The content type of the HTTP request is “multipart/form-data”.

Call POST /v1/face/pattern/verify_n

Input parameters

Parameter name

Type

Description

sample_1

Stream

This parameter is mandatory. The main image.

templates_n

Stream

A list of N biometric templates. Each of them should be passed separately but the parameter name should be templates_n. You also need to pass the filename in the header.

To transfer data in base64, add Content-Transfer-Encoding = base64 to the request headers.

Request example

POST localhost/v1/face/pattern/verify_n
Content-Type: multipart/form-data;
boundary=--BOUNDARY--
Content-Length: message body length
--BOUNDARY--
Content-Disposition: form-data; name=”sample_1
Content_type: image/jpeg
{image byte stream}
--BOUNDARY--
Content-Disposition: form-data; name=”templates_n”; filename=”1.template”
Content_type: application/octet-stream
{biometric template byte stream}
--BOUNDARY--
Content-Disposition: form-data; name=”templates_n”; filename=”2.template”
Content_type: application/octet-stream
{biometric template byte stream}
--BOUNDARY--
Content-Disposition: form-data; name=”templates_n”; filename=”3.template”
Content_type: application/octet-stream
{biometric template byte stream}
--BOUNDARY--

Successful response

In case of success, the method returns the result of the 1:N comparison.

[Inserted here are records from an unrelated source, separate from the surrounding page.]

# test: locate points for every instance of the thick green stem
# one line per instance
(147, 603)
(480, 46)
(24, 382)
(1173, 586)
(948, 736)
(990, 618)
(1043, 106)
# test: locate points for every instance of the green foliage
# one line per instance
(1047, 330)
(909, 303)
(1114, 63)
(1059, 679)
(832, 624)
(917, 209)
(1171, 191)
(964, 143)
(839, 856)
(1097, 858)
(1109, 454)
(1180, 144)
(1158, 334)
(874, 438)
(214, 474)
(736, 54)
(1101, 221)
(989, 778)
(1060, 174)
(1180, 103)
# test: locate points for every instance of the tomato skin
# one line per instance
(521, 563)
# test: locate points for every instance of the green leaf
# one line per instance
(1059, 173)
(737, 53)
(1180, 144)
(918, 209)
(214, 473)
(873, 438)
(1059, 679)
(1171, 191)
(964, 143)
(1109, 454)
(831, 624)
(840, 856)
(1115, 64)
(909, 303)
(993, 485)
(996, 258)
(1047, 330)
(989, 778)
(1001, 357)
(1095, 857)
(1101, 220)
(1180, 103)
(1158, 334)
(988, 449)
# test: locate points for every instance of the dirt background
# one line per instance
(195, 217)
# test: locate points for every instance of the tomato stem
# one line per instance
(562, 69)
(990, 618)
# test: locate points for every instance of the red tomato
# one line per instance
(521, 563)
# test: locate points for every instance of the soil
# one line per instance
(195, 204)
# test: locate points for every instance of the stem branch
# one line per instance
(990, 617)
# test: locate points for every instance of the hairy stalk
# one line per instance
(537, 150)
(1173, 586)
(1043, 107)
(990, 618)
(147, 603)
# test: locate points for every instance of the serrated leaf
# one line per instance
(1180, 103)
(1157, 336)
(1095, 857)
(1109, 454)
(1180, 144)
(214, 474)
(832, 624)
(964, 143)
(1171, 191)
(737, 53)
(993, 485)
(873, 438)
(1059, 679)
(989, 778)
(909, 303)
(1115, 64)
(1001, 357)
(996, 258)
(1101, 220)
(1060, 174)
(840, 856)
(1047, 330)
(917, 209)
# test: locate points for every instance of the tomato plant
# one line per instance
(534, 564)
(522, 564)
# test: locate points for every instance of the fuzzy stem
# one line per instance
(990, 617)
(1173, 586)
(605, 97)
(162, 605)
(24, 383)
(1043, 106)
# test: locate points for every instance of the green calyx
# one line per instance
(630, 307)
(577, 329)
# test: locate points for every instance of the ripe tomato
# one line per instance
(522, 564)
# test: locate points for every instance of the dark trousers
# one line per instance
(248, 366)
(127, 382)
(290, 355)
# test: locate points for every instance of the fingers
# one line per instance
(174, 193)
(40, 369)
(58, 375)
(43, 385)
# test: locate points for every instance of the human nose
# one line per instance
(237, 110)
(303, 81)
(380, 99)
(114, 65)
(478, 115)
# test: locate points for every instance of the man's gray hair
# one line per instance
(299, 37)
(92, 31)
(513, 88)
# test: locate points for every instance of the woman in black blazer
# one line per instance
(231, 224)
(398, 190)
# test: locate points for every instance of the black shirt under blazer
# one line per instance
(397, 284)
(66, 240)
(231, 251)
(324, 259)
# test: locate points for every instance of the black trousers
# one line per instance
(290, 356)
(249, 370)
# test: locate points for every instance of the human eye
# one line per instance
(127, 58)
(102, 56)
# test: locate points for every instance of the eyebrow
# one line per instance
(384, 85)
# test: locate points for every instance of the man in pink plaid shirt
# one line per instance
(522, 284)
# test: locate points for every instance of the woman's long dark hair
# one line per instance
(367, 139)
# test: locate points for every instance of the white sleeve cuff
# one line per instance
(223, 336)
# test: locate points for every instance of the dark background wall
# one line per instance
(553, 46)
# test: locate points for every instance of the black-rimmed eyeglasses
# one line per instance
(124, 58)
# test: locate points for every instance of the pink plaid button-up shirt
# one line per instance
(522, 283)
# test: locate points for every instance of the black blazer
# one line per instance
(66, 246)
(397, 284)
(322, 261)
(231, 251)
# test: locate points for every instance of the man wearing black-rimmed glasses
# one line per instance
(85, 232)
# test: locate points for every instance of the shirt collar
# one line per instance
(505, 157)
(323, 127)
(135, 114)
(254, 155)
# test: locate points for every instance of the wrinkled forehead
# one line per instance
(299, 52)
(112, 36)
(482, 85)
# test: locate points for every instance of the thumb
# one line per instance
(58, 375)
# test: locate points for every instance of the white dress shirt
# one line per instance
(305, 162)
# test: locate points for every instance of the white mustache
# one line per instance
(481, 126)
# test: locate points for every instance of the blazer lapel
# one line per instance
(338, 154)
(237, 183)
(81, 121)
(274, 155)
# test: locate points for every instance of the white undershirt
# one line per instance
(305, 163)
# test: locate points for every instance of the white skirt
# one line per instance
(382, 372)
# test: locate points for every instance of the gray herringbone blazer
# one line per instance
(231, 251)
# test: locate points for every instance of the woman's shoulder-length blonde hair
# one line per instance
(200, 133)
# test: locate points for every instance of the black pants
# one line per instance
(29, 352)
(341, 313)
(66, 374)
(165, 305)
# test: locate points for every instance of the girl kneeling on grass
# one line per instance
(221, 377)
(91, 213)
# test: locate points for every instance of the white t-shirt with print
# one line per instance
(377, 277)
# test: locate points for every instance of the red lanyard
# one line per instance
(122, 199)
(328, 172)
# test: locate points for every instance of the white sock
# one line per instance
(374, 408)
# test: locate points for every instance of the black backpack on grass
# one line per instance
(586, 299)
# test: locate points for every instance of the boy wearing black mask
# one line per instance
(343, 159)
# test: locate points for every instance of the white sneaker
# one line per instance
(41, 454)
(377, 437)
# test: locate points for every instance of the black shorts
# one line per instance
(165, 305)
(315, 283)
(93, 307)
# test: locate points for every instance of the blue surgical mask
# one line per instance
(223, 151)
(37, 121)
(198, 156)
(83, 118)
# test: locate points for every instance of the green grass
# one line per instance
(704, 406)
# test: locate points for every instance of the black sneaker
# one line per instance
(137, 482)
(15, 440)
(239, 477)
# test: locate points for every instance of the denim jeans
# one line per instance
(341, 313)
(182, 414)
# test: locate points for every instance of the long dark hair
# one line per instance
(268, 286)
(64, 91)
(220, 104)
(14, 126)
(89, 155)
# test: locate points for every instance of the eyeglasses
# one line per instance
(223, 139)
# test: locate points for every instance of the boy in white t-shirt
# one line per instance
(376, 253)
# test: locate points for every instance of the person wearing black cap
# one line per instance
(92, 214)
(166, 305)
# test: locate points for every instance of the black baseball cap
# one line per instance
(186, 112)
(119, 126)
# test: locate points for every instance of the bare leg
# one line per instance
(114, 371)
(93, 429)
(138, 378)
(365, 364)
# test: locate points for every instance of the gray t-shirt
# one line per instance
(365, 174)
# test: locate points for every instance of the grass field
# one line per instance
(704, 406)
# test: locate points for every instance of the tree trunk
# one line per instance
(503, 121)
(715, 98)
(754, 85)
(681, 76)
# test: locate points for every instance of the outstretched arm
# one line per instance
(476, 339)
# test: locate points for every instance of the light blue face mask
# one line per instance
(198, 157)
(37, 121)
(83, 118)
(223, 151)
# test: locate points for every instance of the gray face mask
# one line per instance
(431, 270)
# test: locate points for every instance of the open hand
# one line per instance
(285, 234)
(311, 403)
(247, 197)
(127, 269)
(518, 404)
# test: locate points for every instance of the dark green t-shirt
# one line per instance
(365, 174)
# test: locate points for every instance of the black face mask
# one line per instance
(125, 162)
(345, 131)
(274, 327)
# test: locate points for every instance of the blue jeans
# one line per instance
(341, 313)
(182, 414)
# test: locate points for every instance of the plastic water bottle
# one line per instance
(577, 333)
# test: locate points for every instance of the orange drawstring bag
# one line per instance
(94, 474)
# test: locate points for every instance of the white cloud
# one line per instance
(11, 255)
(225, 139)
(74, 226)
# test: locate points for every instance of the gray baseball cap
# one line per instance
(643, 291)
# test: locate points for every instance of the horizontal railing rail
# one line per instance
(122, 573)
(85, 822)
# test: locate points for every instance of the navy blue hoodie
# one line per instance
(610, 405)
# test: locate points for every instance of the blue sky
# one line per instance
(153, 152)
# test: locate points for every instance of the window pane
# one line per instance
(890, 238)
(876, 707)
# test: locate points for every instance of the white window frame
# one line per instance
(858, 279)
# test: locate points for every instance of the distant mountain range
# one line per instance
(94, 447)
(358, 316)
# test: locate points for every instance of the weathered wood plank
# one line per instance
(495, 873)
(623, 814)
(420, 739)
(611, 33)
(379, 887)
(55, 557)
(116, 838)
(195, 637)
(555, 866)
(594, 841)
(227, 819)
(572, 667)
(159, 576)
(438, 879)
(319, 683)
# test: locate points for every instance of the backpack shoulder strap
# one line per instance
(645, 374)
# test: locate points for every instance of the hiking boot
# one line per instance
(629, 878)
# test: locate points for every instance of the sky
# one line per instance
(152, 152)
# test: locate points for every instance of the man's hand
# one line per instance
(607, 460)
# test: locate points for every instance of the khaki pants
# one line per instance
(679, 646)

HTTP response content type: “application / json”.

Output parameters

Parameter name

Type

Description

results

List[JSON]

A list of N comparison results. The Nth result contains the comparison result for the template derived from the main image and the Nth template. The result has the fields as follows:

*filename

String

A filename for the Nth template.

*score

Float

The result of comparing the template derived from the main image and the Nth template.

*decision

String

Recommended solution based on the score.

approved – positive. The faces are match.

operator_required – additional operator verification is required.

declined – negative result. The faces don't match.

Response example

200 OK
Content-Type: application/json
{'results': [
    {'filename': '1.template', 'score': 0.0, 'decision': 'declined'}, 
    {'filename': '2.template', 'score': 1.0, 'decision': 'approved'}, 
    {'filename': '3.template', 'score': 0.21, 'decision': 'declined'}
]}

extract_and_compare_n – 1:N template extraction and comparison

This method also combines the extract and compare_n methods but in another way. It extracts biometric templates from the main image and a list of other images and then compares them in the 1:N mode.

The content type of the HTTP request is “multipart/form-data”.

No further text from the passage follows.